Another translation says, For I know the plans and thoughts that I have for you,’ says the Lord, ‘plans for peace and well-being and not for disaster, to give you a future and a hope. (AMP)

That word for peace, also translated good in some of your Bibles, is the word Shalom in the original language.

In his book, Not the Way It’s Supposed to Be: A Breviary of Sin, Carlos Plantinga defines Shalom this way. He says,

“The webbing together of God, humans and all creation in justice, fulfillment, and delight is what the Hebrew prophets call shalom. We call it peace, but it means far more than mere peace of mind or a cease-fire between enemies. In the Bible, shalom means universal flourishing, wholeness, and delight – a rich state of affairs in which natural needs are satisfied and natural gifts fruitfully employed, a state of affairs that inspires joyful wonder as its Creator and Savior opens doors and welcomes the creatures in whom he lights. Shalom, in other words, is the way things ought to be.”
— Cornelius Plantinga

So the plans God has for us, the thoughts God has towards us, are plans for PEACE. Are thoughts of us living life in a world where things are restored to be the way they were always intended to be.
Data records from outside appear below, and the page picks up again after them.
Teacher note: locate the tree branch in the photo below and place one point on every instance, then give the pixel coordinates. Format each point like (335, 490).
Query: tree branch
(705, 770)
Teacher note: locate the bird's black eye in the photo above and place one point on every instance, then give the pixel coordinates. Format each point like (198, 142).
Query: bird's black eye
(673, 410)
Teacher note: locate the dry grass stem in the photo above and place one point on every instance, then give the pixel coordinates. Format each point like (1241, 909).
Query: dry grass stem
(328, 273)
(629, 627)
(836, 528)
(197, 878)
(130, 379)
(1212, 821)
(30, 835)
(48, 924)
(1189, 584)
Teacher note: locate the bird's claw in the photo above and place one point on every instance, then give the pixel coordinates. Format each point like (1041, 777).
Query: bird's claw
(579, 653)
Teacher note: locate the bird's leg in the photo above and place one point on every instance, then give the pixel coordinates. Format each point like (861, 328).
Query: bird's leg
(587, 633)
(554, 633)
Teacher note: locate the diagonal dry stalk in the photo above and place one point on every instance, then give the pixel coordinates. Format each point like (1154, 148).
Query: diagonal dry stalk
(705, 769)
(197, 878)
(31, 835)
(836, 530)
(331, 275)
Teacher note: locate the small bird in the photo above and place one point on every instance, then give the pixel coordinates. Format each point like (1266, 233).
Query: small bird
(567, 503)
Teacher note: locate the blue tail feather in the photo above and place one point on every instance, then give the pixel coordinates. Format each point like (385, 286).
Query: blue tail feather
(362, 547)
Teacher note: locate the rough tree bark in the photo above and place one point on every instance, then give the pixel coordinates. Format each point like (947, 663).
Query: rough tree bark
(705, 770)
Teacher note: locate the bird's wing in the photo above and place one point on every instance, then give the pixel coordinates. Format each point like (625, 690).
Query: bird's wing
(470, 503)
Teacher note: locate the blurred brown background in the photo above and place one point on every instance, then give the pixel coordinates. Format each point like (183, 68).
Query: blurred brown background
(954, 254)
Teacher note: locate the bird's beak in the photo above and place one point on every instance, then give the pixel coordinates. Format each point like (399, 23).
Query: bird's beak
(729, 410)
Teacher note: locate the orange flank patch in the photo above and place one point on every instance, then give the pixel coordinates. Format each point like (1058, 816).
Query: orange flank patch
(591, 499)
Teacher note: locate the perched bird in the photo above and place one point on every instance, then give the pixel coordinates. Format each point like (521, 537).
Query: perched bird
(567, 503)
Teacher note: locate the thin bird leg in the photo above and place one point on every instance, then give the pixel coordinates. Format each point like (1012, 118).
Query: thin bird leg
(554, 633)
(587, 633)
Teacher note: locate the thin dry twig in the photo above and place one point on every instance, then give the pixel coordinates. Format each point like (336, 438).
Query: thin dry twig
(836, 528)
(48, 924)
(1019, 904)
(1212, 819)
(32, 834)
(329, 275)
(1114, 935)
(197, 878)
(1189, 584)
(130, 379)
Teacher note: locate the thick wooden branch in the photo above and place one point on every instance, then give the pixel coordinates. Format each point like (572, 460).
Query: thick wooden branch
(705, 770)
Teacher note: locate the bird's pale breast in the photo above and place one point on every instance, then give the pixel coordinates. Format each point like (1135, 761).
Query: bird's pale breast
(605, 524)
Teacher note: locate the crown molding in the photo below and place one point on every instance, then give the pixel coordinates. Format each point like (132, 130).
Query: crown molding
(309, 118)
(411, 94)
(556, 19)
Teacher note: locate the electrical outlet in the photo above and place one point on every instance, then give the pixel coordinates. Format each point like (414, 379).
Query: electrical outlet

Does God have a plan for you?

So does God have a plan for your life?

Some of you may feel like you’re in the smoker today.

You may feel like you’re enduring a long season of pain, a long season of suffering. You may be wondering if this promise of God is even true. If God even has a plan for your life?

God had a plan for His people then and God has a plan for His people now.

Becoming always happens over time through discipline.

Many people give up on God in the middle of their suffering. And it’s because they’ve held on to the wrong promise. They’ve actually held onto a lie. They believed some preacher somewhere that told them God wants them to be happy, healthy, and wealthy.

But that’s not the promise.

The promise is that God will be with you through your pain, that God will bring you through your pain, and God will use your pain to make you more like Jesus.

corey trevathan God has a plan for you Faith Sermons

This is God’s plan for you.

God has a plan for you, it’s to become more like Jesus. Click To Tweet

Will you turn to and hold onto the true promises of God in the middle of your pain so that God can do in you, for you, and through you immeasurably more than you could ask or imagine?

Only you can answer that question. My prayer is that you will.

Because God does have eternal plans for you. They are plans for your shalom, not for disaster. His plans are to give you a greater future and a greater hope than you could ever imagine. And those plans could be realized in your life if you, if we, would turn from our sin and return to God.